Si « recourir au juge, c'est choisir la résolution pacifique des litiges. C'est renoncer à les trancher par la force, accepter de se soumettre à un tiers arbitre et imposer la même attitude à l'adversaire ».68(*) Les décisions du conseil n'arrivent pas à imposer cette attitude, non seulement aux partis politiques mais également les structures telles que « la société civile ». Les décisions du Conseil ne remplissent toujours pas cette fonction de pacification de la vie politique ou d'extinction des conflits politiques qui persistent et remettent toujours en cause l'effectivité de la démocratie sénégalaise. En effet  s'il s'agit de trancher les conflits engendrés par l'application de la Constitution, la question ne s'en trouve pas radicalement transformée : ne décrit-on pas couramment la technique du contrôle de constitutionnalité comme un procédé garantissant l'élimination des rapports de force, par l'assujettissement à un même degré de l'ensemble des protagonistes du système politique ? « Le contrôle juridictionnel des lois écrit M.Favoreu, permet de faire trancher en termes juridiques des conflits d'ordre politique. Il ya une pacification de la vie politique par le contrôle juridictionnel des lois »69(*)

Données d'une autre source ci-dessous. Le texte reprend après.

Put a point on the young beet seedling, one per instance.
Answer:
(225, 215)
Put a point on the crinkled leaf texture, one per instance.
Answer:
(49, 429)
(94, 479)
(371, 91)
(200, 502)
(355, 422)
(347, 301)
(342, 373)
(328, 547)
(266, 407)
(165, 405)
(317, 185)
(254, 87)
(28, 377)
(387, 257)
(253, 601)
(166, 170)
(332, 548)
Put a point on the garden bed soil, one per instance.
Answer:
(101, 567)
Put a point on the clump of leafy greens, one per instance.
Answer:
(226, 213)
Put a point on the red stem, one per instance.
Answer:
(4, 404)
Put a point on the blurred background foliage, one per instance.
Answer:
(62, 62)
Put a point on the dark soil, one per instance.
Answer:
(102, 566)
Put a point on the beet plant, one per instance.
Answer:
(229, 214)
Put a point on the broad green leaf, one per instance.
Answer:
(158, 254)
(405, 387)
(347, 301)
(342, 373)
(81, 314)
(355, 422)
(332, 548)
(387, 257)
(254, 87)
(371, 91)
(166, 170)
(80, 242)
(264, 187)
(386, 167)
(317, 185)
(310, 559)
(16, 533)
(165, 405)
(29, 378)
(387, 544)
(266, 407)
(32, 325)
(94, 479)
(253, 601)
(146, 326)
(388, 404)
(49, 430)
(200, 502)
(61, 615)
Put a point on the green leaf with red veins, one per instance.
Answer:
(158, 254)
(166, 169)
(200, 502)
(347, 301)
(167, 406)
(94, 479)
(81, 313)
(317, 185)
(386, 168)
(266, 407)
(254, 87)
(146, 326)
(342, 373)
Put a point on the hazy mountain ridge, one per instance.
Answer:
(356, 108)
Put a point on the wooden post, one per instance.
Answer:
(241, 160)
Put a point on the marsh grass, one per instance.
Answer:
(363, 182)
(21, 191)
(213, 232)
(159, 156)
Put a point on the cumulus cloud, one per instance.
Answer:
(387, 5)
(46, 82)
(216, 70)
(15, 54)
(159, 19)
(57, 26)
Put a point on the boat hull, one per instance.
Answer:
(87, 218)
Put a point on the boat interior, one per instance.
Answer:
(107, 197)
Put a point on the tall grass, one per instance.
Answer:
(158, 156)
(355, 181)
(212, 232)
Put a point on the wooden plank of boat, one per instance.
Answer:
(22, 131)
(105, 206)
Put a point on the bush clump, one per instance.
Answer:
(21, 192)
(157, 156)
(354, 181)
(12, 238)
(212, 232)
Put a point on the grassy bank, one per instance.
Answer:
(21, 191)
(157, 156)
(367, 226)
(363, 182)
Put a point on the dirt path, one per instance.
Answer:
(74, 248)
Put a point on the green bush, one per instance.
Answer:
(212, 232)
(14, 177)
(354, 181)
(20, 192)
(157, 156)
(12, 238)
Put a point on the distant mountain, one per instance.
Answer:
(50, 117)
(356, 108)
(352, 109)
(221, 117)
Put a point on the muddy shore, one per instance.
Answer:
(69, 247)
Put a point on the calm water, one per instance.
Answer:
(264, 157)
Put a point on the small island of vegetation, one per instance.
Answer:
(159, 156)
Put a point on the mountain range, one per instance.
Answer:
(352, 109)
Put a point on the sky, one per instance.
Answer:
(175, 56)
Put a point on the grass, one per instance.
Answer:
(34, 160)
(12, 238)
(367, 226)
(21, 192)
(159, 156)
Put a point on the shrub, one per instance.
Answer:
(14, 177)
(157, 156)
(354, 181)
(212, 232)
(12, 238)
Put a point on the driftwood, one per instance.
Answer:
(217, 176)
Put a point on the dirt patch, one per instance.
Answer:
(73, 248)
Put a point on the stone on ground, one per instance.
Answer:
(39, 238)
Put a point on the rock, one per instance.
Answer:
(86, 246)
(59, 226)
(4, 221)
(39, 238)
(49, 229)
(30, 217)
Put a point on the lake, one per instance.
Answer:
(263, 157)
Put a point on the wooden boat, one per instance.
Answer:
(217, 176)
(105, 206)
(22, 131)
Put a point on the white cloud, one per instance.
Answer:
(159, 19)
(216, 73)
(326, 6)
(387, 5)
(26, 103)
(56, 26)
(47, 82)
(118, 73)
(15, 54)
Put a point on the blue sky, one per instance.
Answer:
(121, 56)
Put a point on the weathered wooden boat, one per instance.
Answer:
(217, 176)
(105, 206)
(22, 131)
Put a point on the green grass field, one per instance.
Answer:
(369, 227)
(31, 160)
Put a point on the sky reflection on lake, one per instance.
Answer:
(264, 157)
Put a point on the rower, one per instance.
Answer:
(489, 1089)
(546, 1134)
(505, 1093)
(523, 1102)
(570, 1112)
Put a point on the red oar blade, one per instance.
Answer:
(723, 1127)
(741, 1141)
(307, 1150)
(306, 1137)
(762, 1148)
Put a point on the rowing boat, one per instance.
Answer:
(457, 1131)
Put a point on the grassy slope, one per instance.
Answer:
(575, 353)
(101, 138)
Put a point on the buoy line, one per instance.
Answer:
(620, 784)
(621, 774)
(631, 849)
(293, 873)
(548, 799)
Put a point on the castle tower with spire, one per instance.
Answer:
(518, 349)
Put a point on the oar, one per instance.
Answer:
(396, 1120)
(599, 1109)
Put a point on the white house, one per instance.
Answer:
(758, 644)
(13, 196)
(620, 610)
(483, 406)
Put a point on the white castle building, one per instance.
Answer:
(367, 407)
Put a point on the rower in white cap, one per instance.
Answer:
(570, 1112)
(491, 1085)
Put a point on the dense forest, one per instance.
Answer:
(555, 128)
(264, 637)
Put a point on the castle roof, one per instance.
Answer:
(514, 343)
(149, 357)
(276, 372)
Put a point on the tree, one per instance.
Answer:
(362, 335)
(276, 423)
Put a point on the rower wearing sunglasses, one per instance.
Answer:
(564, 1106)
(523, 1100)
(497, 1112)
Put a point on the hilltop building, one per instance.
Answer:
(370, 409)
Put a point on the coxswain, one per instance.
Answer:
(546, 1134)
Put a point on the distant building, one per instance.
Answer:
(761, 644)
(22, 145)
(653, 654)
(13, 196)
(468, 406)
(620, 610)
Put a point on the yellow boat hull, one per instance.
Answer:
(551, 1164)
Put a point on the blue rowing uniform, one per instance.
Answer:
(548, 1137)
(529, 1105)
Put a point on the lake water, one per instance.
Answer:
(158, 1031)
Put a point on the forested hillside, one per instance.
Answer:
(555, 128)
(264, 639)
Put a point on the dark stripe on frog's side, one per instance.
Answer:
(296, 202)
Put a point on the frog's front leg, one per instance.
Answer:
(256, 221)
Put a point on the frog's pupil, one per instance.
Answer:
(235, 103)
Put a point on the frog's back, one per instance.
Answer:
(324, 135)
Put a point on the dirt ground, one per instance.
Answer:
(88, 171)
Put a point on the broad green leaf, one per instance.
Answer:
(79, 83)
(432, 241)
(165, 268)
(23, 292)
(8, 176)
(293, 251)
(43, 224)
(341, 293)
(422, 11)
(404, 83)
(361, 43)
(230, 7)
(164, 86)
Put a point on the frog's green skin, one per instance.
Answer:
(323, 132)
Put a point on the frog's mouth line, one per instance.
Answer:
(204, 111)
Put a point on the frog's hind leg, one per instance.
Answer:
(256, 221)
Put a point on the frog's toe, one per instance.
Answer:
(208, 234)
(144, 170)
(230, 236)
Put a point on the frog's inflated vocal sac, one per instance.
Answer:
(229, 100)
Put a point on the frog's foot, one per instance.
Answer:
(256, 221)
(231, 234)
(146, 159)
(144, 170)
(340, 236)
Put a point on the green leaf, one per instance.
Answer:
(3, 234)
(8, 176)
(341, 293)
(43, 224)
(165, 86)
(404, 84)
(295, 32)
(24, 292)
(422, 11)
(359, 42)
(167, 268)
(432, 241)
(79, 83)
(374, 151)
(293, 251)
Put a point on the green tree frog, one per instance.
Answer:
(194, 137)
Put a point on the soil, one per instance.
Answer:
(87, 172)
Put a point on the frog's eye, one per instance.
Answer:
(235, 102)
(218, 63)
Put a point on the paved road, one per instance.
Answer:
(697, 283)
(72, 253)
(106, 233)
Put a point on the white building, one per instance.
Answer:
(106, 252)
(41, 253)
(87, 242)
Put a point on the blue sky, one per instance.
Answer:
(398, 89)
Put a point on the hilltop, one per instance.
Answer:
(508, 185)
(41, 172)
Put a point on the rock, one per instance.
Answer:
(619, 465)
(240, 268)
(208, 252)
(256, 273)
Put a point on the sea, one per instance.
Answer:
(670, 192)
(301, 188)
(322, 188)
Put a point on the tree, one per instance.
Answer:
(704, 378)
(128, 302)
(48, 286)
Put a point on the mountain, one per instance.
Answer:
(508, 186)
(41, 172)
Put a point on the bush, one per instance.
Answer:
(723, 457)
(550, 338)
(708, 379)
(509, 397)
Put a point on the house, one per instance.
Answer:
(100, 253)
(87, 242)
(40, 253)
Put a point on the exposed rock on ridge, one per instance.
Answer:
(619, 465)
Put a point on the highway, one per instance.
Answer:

Au Sénégal si les décisions du Conseil sont formellement acceptées, elles n'éteignent pas pour autant les conflits politiques. La bataille juridique est prolongée souvent dans la rue, par les invitations à la marche et par les déclarations à travers la presse qui ont la particularité d'instaurer un semblant de malaise social et politique dans le pays, préjudiciable dans une certaine mesure au pouvoir et à la démocratie sénégalaise.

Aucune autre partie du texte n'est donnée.